The VICE Guide to Right Now

This App Is Helping to Stop Sexual Harassment on Japan's Trains

With 237,000 downloads to date, "Digi Police" has highlighted the prevalence of sexual assault on the nation's public transport network.
digi police japan
Left: Screenshot from Youtube. Right: Unsplash.

In 2001, Japan introduced female-only carriages on its train network to curb rates of sexual assault. While this measure helped, the problem certainly hasn’t gone away, as highlighted in a recent report by the Guardian which tallied almost 900 cases of harassment on trains and subways in 2017. In reality, the problem is likely even worse than that, as many women don’t report harassment to police.

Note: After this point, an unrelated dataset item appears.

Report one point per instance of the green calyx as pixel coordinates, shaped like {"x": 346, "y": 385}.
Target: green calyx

Most recently, the popularity of an anti-harassment app called Digi Police has again highlighted the scale of Japan’s problem. When triggered, the app loudly plays the words “stop it” through a phone's speakers, or alternatively displays a message users can show to the people around them. Usually this reads: “there is a molester. Please help.” The app can also send an automated SOS email to a preset email address; a feature children can use to contact their parents for help.

Since its release three years ago, the app has been downloaded over 237,000 times. Police official Keiko Toyamine told the Guardian that for a public service app designed by police, Digi Police has received an “unusually high figure” of downloads and that tally “is increasing by about 10,000 every month.”

Keiko explains the app is so successful because it allows victims to alert other passengers without having to speak up for themselves, which is often a step many are unwilling to take.

Mayako Shibata, 23, a daily commuter who has previously reported harassment on Japan’s train system told the South China Morning Post that “anything the police or train operators can do to stop women being targeted like this has to be worth a try.

"It’s bad enough for a grown woman to have to put up with the possibility of being molested when they get on a train," she said, "but I really worry about high school girls, for example, who are far less likely to speak out.”